Senior Art Exhibition 2022
This exhibition features the Senior Art Inquiry projects of graphic design, art history and studio art majors in Augustana College’s Class of 2022.
Each student’s work is accompanied by a statement sharing their perspectives and intentions for the artwork. The work in this exhibition was created as a culmination of their classes and individual development as artists and graphic designers.
Special thanks go to Jennifer Saintfort, interim museum director, and the faculty members of studio art, graphic design and art history for their help in making this exhibition possible.
All images and photos of artworks courtesy of the artists.
Erica Amdal is from Winnebago, Ill., majoring in anthropology and art, with a minor in graphic design.
"An enticing irony between the spirituality movement and the body-positivity movement unfolded at the forefront of social media. The dichotomy of an individual being more than their physical form, while simultaneously having to appreciate and love their physical form, inspired my tongue-in-cheek interpretation of one’s body as an insignificant meat-suit..."
Lindsey Johnson is an art major from Rockford, Ill.
"I hope that this can show how beautiful all different body types can truly be. I do want to emphasize that these are nude drawings; they are not meant to be portrayed in a sexual or provocative manner. Though these figures are beautiful, it is time to end the objectification of the naked body. We all need to start realizing that each individual's body is their own and is not existing for others."
Lauren Lynn Barton is a graphic design major from Burgess, Ill.
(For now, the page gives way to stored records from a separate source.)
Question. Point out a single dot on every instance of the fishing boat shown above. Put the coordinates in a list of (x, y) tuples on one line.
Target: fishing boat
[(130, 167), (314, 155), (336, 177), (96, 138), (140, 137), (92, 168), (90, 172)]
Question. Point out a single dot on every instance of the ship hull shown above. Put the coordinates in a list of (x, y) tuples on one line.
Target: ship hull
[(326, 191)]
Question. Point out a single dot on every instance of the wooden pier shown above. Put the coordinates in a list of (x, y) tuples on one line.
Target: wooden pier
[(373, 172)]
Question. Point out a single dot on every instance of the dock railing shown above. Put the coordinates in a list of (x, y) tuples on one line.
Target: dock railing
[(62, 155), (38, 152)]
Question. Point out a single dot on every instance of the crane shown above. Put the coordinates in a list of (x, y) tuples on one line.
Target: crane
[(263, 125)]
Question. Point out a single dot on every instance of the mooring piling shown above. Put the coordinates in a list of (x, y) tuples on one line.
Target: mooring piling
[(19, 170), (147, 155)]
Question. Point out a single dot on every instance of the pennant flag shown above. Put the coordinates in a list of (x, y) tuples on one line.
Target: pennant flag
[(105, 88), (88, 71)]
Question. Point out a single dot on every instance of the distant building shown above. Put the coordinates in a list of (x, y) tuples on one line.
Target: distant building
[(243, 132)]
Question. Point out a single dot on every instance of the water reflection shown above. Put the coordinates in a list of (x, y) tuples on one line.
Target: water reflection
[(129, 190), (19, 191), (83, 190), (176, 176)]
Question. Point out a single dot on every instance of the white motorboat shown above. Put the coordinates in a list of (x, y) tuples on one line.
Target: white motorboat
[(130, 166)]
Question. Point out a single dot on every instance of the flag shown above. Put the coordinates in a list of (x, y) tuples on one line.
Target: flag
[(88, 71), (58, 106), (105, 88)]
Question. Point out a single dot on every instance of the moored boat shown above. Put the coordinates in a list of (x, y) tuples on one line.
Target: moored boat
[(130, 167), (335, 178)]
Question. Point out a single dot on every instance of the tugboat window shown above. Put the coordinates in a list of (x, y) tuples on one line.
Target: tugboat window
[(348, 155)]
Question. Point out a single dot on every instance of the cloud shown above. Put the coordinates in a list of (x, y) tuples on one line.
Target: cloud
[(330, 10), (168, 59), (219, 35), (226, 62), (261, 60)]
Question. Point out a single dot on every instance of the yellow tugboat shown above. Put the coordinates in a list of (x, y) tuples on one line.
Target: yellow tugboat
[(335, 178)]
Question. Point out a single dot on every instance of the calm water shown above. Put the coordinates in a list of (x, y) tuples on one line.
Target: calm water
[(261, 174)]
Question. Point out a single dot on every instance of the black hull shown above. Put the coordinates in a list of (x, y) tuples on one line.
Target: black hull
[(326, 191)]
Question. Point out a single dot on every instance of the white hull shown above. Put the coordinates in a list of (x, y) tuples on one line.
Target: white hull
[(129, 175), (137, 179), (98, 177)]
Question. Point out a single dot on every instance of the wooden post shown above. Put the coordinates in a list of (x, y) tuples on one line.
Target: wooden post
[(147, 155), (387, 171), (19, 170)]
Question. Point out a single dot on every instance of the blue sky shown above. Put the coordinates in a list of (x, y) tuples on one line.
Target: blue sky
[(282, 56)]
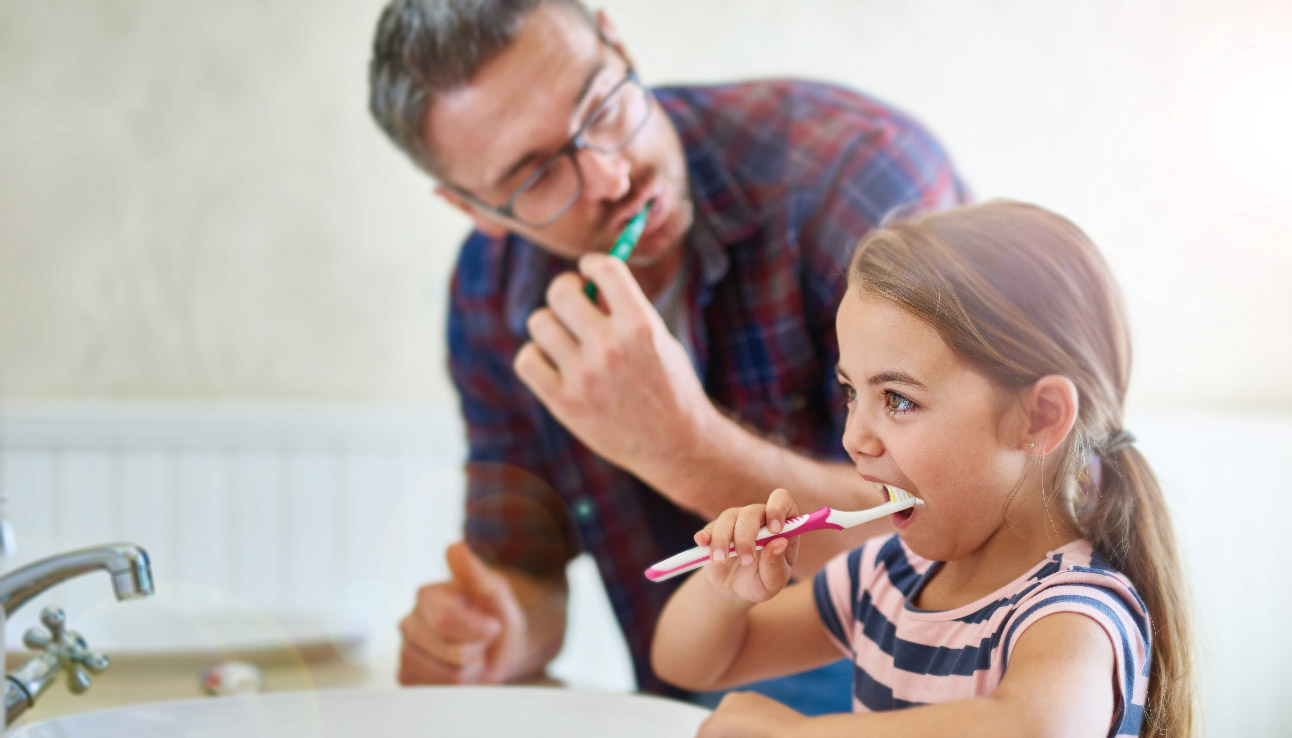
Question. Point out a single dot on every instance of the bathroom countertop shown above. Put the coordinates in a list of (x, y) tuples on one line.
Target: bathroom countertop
[(138, 679)]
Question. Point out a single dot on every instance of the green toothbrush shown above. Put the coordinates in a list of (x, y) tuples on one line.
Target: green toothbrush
[(623, 244)]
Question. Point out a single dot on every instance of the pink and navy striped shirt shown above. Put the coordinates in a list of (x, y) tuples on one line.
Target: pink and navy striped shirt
[(905, 655)]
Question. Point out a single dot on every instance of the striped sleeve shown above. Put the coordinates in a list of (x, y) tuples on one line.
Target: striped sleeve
[(1114, 605), (837, 591)]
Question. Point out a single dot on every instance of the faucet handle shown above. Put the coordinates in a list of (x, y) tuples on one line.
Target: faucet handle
[(69, 646), (56, 621), (83, 662)]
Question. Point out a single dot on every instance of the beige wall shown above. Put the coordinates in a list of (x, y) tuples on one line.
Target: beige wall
[(194, 203)]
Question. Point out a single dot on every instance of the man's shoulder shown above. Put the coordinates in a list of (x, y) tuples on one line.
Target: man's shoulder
[(788, 132), (479, 264), (778, 105)]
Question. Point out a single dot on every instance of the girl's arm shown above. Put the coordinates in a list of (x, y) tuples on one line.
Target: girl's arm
[(1058, 685), (709, 637)]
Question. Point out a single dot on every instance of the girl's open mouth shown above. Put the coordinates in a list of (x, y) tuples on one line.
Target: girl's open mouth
[(896, 494)]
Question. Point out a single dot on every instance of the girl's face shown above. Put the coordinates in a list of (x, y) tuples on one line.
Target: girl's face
[(923, 419)]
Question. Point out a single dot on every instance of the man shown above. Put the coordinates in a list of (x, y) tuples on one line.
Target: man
[(700, 379)]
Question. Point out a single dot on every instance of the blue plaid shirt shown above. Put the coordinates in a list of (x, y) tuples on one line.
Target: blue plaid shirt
[(786, 177)]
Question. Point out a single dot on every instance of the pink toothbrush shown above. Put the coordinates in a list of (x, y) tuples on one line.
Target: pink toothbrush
[(824, 518)]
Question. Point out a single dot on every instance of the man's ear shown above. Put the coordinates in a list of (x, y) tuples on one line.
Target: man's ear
[(485, 222), (607, 31), (1052, 405)]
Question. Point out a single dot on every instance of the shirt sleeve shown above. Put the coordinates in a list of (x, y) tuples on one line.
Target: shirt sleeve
[(514, 516), (889, 164), (1115, 606), (837, 592)]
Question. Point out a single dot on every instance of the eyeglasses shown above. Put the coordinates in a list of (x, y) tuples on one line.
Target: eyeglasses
[(549, 190)]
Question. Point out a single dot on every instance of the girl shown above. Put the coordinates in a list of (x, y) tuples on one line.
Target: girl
[(1035, 591)]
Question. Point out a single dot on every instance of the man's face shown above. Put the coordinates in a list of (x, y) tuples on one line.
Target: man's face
[(523, 106)]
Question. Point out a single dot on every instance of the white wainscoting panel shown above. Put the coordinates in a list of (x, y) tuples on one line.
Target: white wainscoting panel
[(302, 521)]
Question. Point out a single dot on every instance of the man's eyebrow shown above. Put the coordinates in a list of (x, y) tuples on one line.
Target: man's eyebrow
[(896, 378), (531, 155)]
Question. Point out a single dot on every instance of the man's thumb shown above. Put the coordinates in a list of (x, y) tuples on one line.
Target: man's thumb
[(481, 583)]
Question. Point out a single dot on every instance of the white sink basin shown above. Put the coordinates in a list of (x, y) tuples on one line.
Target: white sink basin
[(430, 711)]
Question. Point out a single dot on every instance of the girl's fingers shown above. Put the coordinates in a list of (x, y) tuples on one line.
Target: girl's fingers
[(720, 534), (774, 568), (781, 507), (747, 526)]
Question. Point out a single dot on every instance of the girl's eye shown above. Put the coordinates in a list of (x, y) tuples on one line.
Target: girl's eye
[(896, 403), (849, 393)]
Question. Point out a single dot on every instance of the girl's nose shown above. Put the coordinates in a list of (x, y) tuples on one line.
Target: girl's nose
[(859, 437), (605, 176)]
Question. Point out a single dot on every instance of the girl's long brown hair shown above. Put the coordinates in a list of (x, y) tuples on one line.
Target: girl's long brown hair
[(1021, 292)]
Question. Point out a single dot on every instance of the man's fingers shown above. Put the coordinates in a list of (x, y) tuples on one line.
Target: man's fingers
[(552, 336), (485, 587), (447, 615), (445, 648), (419, 667), (571, 306), (536, 371)]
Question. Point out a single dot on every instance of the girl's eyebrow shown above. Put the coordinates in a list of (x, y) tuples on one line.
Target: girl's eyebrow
[(896, 378)]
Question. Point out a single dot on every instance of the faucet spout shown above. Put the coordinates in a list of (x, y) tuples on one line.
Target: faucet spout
[(127, 565)]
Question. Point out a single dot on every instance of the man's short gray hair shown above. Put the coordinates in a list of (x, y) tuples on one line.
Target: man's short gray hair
[(424, 48)]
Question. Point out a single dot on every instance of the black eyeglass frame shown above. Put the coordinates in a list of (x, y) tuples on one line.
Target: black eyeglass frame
[(574, 145)]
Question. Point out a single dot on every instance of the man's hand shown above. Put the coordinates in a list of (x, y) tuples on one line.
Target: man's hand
[(614, 376), (469, 630)]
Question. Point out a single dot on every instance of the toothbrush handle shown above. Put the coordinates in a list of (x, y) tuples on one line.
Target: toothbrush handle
[(695, 557)]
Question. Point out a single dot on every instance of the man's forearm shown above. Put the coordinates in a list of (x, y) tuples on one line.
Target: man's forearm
[(544, 604), (728, 465)]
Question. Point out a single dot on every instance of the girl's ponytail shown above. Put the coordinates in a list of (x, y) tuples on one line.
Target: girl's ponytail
[(1021, 292), (1129, 525)]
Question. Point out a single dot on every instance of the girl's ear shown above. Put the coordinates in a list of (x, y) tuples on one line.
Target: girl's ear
[(1052, 403)]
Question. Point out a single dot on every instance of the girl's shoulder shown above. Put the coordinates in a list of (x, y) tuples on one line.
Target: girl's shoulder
[(1079, 564)]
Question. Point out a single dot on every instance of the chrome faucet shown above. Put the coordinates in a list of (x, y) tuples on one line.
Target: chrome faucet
[(132, 578)]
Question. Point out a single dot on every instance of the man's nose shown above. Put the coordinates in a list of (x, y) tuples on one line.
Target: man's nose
[(605, 176)]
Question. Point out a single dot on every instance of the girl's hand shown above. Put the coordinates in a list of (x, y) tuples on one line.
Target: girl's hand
[(751, 715), (752, 575)]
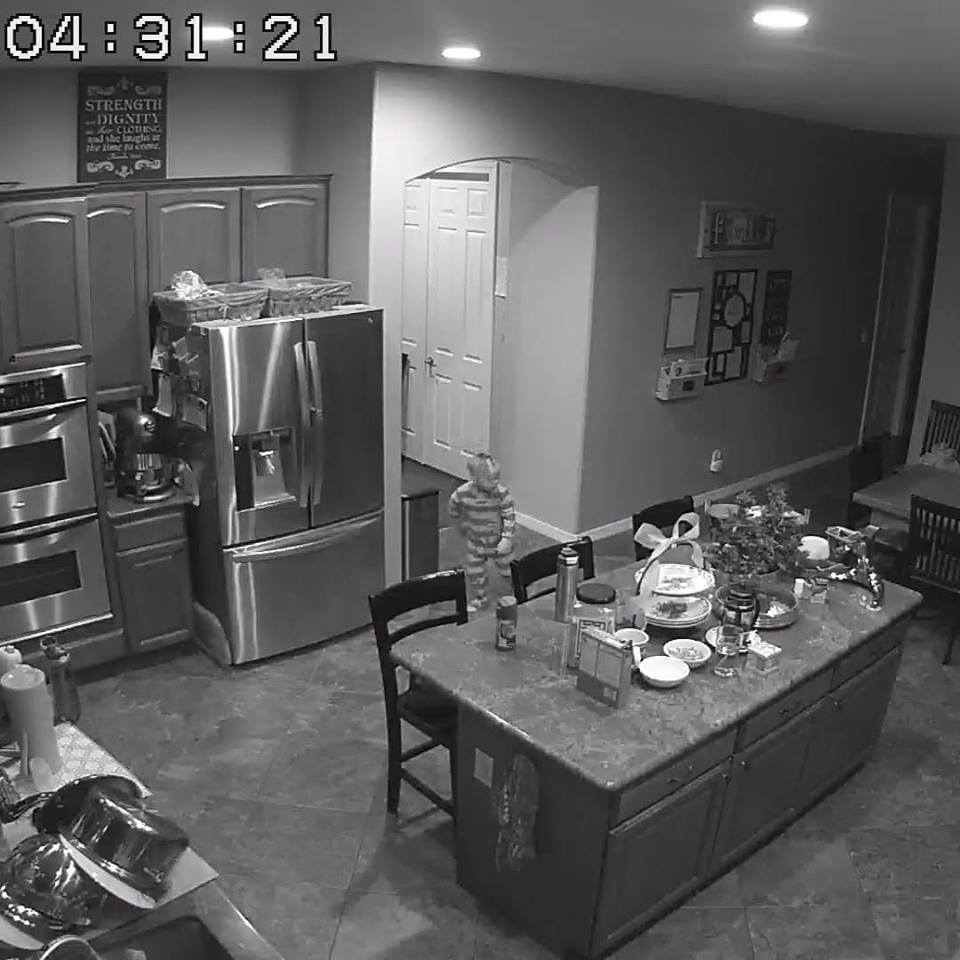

""Political Discourse" visually represents the multiple, harmful impacts of politics on all types of life. These works incorporate the political repercussions on the economy as well as how politics has affected peoples’ worldviews, especially in terms of the pandemic. I used the scale of the work to provide large visuals that symbolize the huge, yet negative, impact of the political world."
Pyone Htet is from Yangon, Myanmar, majoring in graphic design and business administration/marketing.
"The Self-Love series features my positive and negative spaces in life that reflect the relationship that I have built with myself and how I have come to understand myself. Based on the lines, my illustrations express the journey of finding myself. My positive space focuses on subjects that symbolize my emotions. My illustrations are closely associated with conscious states of the mind which Wikipedia defines as part of the phenomenal experience that occurs within the owner's mind, with or without consciousness."
Sophie Osborn is from Lisle, Ill., majoring in psychology and art.
"My body of work is greatly influenced by the concept of a “rage room.” A rage room is essentially a place where people go to smash items for fun. I integrated it into a form of art therapy, and by doing this I have allowed it to be a creative outlet which I can use to find my way through difficult situations. I have chosen to focus mainly on anger because I have not seen a solid outlet for it, I have mainly seen ways to manage it but not really a good way for people (myself included) to actually feel their anger and to be able to process it instead of delaying it and bottling it up."
Jinsoo Park is a graphic design major from Seoul, South Korea.
"There are many reasons for making art. For me, I usually make art so that I can express my feelings, emotions in the art and by the art. I want my art to be easy to approach, easy to understand, but also want the audience to find more meaning by looking closer and thinking once more about it."
Isabel Warner is a graphic design major from Elgin, Ill.
"For my Senior Inquiry, I have created an animated triptych called 'Timeless Illusions' which revolves around the topic of overthinking. These animations are inspired by one of my favorite songs “Overthinker” by the DJ Inzo. This song features quotes by Alan Watts, the well-known writer and philosopher. The quotes are from one of Watts’ speeches about overthinking and the idea that it has the power to distort your reality. These words are surrounded by illustrations of skeletons and psychedelic patterns."
Elisa Wynn is a graphic design and art history major and Chinese minor from Channahon, Ill.
"Framed as a museum exhibit, my project examines Victorian mourning culture focusing on its impact on the lives of women from different social classes. Drawing on evidence from museum collections and stories from Victorian women, I argue that mourning and its associated material culture created both limiting and liberating experiences for women."